We all accept the chance of death. Every time we drive, we accept that something may plough into us. Or us into something else. Every time we fly, we accept there is a chance we won’t make a destination. Small chances, but still they are a chance we take.
In an adult world, there are many ways to lose your life, as we tend to populate those areas where death is more frequent, the roadways, the waterways, the skyways, the hospital wards.
But then there are many places where we feel secure, in our homes, our beds.
In a child’s world, the dangers to mortality normally exist on roadways and in waterways and in freakish accidents.
Not at discos. Or places of prayer. These should be places of enjoyment and meditation. Places to fill and fuel the soul.
When I think of the afterglow of the passing of a child, I am transported to that quiet house in Mike McCormack’s Solar Bones and an intensely moving passage which encapsulates the atmosphere of a house after its children have grown and left. It is as if the soul of the house has been hoovered out and what is left is a void within a space made for many, but now occupied by just one or two. It is feeling that many of you have experienced as your own children have grown up and left, the end of a slow metamorphosis of your home becoming just a house again, its four walls no substitute for the noise, the bustle, the drama.

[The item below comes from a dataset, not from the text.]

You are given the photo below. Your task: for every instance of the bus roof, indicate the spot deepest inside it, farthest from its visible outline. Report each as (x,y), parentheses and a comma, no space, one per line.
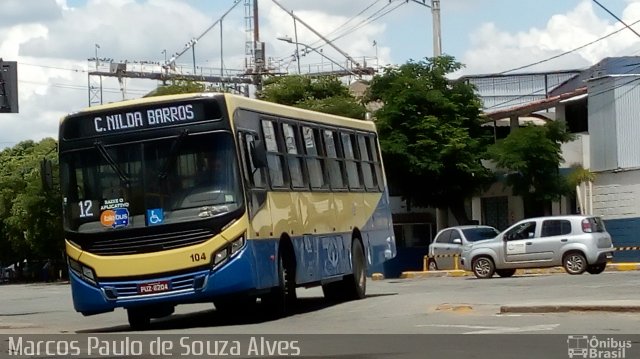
(237,101)
(298,113)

The rooms they leave behind are a perpetuation of your agony, the markings on the walls of their increasing heights scribbled in a place where you are reluctant to paint over, lest it hasten the day they depart or hasten the day they cease being children, your children.
Their rooms are a monument to the drama they brought to your lives, and now these rooms are just a stage where, with props and set intact, the actors have exited and you are left there to stare at it, and wonder what happened and where the years have gone.
This morning, there are parents in Northern Ireland and in Christchurch who can’t bear to look at those bedrooms. Who walk past them hoping everything was a terrible dream. For them, life is changed utterly, forever.